La date de cessation de paiements a été fixée à 18 mois avant le jugement. Une période d’observation s’ouvre, au terme de laquelle il reviendra au tribunal de statuer sur un éventuel plan de continuation, une cession ou une liquidation.

Dans son jugement, le tribunal souligne l’importance de préserver les emplois et de protéger les créanciers face aux pratiques décrites. Derrière la procédure, ce sont des milliers d’abonnés et des centaines de salariés qui attendent de savoir si le réseau City Club pourra être maintenu à flot.

Une information relayée le 2 septembre par plusieurs médias marocains fait état d’une « cession imminente » du groupe City Club, assortie d’un plan d’investissement de 80 millions de dirhams.

Les articles, qui citent des « sources proches de la direction de l’entreprise », ne dévoilent pas l’identité du mystérieux repreneur et ne s’appuient sur aucune confirmation judiciaire.

La cession fait néanmoins partie des issues possibles d’un redressement judiciaire.

Redressement pour Sacha Edy, entité de Jonathan Harroch

Gestionnaire des marques City Club, Unique Fitness ou encore UFC Gym au Maroc, la société Sacha Edy est officiellement en cessation de paiement.

Le groupe de Jonathan Harroch a fait l’objet d’un jugement de redressement judiciaire, apprend Médias24 de source judiciaire.

La décision a été rendue le 18 août par le tribunal de commerce de Casablanca, en pleine vacances judiciaires. Selon nos informations, l’ouverture de la procédure a été sollicitée par Souad Kamili, procureure du Roi près cette juridiction.

Le magistrat Badreddine Lamaddab a été nommé en tant que juge-commissaire chargé de la procédure. Il supervisera l’action de l’expert Abdelmajid Rais, désigné en sa qualité de syndic judiciaire.

Ce dernier devra, dans un délai de huit mois (prorogeable une seule fois), dresser un bilan complet sur la situation de l’entreprise. De ce futur rapport découlera une proposition de « solution » aux difficultés de la société. Les options possibles sont un plan de continuation, un plan de cession ou la liquidation judiciaire.

Documentés par nos soins depuis près d’un an, les tracas financiers du groupe Harroch sont notoires, mais sont aujourd’hui constatés par le pouvoir judiciaire.

Ils se sont manifestés par une série de saisies opérées par la CNSS sur les fonds de commerce des salles de sport liées à la même entité. Ils se sont exacerbés à la suite de l’arrestation du dirigeant en novembre 2024 pour de graves soupçons de « traite d’êtres humains ». Ces faits font l’objet d’une instruction judiciaire toujours en cours.

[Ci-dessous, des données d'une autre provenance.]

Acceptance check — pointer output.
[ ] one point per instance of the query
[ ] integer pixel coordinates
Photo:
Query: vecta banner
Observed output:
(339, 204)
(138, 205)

Depuis, le groupe est régulièrement visé par des actions en paiement généralement initiées par Bank of Africa, qui ressort comme un des principaux créanciers. La banque a obtenu plusieurs jugements condamnant soit directement la société Sacha Edy (19 MDH), soit d’autres entités gravitant autour de cette entité.

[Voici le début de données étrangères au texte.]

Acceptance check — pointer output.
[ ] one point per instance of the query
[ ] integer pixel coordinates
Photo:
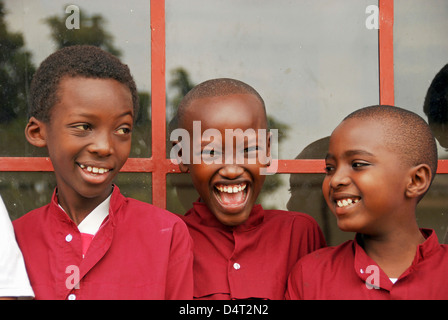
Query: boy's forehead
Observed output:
(235, 108)
(359, 133)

Le jugement de redressement donne une bouffée d’air à l’entreprise, qui sera provisoirement immunisée contre les assauts de ses créanciers. L’ouverture de la procédure signifie l’activation d’une « période d’observation » qui s’étendra sur la période de préparation de la solution.

Un intervalle qui implique l’interdiction ou la suspension des actions individuelles visant le paiement ou le recouvrement (saisies, etc.) par les créanciers des sommes d’argent dont l’origine est antérieure au jugement de redressement.

Les créanciers devront s’inscrire dans la procédure collective en déclarant leurs créances, tout en espérant récupérer leur dû dans le cadre d’un potentiel rééchelonnement de dettes. Cette piste dépend néanmoins de l’adoption d’un plan de continuation, qui pourrait théoriquement s’étendre sur dix ans.